There are four main problems with drugs that are similar in nature to OTC drugs being covered by public medical insurance and normally requiring a prescription. The first is that they impede self-medication. Patients who visit a medical institution (hospital or clinic) and are prescribed OTC-like drugs pay less out of pocket for drugs than if they purchased OTC drugs directly from a pharmacy. In other words, self-medication is more expensive. The second stems from the first, and is that it puts pressure on medical insurance finances. According to estimates prepared for this paper, OTC-like drugs account for 2.3%, or 1.0 trillion yen, of the 45 trillion yen in national medical expenditure (FY2021). The third is that it undermines the fairness of the health insurance system. A system whereby health insurance covers the drug costs of those who immediately go to a medical institution and are prescribed OTC-like drugs even if they only have mild symptoms cannot be described as fair. The fourth is that it makes it difficult for patients to purchase OTC-like drugs directly at pharmacies, which can be seen as a disadvantage for patients. Above all, many OTC-like drugs are more cost-effective than OTC drugs.
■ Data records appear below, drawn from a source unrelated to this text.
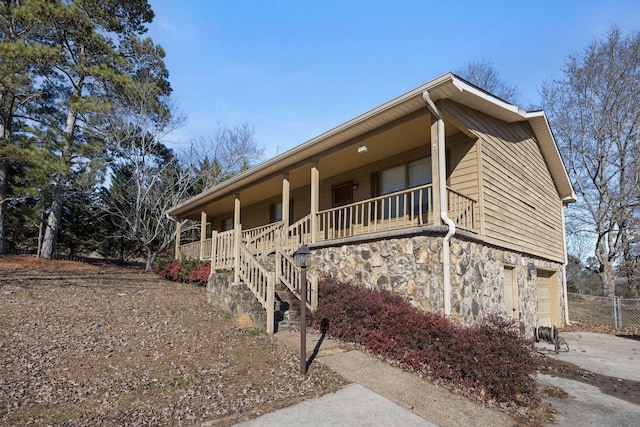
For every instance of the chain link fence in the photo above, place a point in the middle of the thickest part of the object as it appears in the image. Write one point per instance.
(617, 312)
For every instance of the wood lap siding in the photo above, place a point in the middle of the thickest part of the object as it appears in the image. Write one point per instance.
(522, 208)
(464, 165)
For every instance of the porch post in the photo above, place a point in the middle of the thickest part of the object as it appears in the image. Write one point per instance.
(285, 201)
(435, 169)
(236, 211)
(315, 190)
(214, 249)
(203, 232)
(236, 253)
(238, 239)
(178, 232)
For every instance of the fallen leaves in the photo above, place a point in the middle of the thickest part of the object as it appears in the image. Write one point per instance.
(98, 344)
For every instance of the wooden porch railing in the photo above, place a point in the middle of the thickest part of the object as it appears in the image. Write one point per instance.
(388, 212)
(462, 210)
(261, 239)
(261, 282)
(299, 233)
(190, 250)
(239, 250)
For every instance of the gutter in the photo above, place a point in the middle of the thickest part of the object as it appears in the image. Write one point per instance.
(564, 268)
(442, 188)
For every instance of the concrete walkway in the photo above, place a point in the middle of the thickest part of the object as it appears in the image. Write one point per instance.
(381, 395)
(585, 404)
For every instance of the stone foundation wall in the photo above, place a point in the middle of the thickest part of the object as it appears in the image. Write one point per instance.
(236, 298)
(412, 267)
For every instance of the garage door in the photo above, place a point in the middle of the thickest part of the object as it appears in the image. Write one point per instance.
(510, 293)
(547, 298)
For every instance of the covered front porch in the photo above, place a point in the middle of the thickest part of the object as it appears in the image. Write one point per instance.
(396, 211)
(396, 169)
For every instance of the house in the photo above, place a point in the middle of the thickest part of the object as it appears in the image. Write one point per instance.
(446, 195)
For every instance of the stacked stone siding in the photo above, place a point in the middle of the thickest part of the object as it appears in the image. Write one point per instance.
(412, 267)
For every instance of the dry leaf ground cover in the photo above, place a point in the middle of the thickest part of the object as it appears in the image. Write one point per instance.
(96, 344)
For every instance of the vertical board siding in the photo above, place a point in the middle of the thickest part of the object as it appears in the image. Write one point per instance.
(522, 207)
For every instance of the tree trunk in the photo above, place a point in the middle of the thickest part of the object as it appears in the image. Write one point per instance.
(151, 258)
(608, 276)
(3, 209)
(53, 220)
In light of the above, the classification of medical drugs should be abolished and drugs other than prescription drugs should be classified as OTC drugs. This could be expected to solve the above-mentioned problems. However, concerns could also be expected to arise, such as higher drug costs due to doctors prescribing substitutes that are covered by public medical insurance benefits, poorer access to drugs for patients due to increased out-of-pocket payments, and improper use due to reduced physician involvement. These concerns can be addressed through, for example, monitoring and guidance for doctor's prescriptions, the provision of exceptional insurance benefits in the case of serious illnesses, and ensuring that pharmacists provide thorough guidance to patients.